L'augmentation de loyer en zone tendue est strictement limitée en France. Cela repose principalement sur la variation de l'Indice de Référence des Loyers (IRL). Cela peut être poussé par la réalisation de travaux d'amélioration significatifs sur le logement. Il est aussi possible que le montant sur le bail en cours soit sous-évalué par rapport au voisinage.
Notez qu'un décret annuel plafonne aussi la hausse en cas de relocation.
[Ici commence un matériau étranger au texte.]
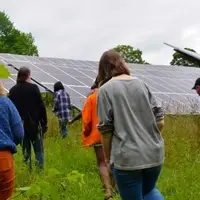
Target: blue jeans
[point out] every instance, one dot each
(63, 128)
(37, 144)
(138, 184)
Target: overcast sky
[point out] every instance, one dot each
(84, 29)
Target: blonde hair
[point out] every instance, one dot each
(2, 90)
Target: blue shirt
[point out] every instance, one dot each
(62, 105)
(11, 127)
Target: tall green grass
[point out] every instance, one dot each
(180, 179)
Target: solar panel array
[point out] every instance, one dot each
(171, 85)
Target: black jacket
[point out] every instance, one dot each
(28, 101)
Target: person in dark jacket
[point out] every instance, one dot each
(28, 101)
(11, 134)
(62, 107)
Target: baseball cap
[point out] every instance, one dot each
(197, 82)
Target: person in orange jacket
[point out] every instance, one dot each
(92, 137)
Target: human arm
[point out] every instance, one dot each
(16, 124)
(42, 109)
(105, 125)
(77, 117)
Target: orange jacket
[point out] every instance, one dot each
(90, 133)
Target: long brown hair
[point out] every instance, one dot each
(111, 64)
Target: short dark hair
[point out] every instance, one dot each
(111, 64)
(58, 86)
(23, 74)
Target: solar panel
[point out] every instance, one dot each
(171, 85)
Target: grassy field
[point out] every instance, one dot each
(180, 177)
Sachez aussi que vous ne pouvez pas augmenter le loyer d'un logement de classe F ou G. Alors, vous êtes propriétaire bailleur ou investisseur locatif en France et vous souhaitez optimiser la rentabilité de votre bien ? La question de la révision de loyer est l'une des plus stratégiques de la gestion locative.
En 2026, la réglementation se fait plus stricte, plus technique et les sanctions pour non-conformité plus lourdes. En outre, vous pouvez vous tourner vers NousGérons pour assurer l'augmentation du montant de votre bien immobilier. Vous aurez ainsi une vision complète et à jour pour calculer et agir en toute sécurité.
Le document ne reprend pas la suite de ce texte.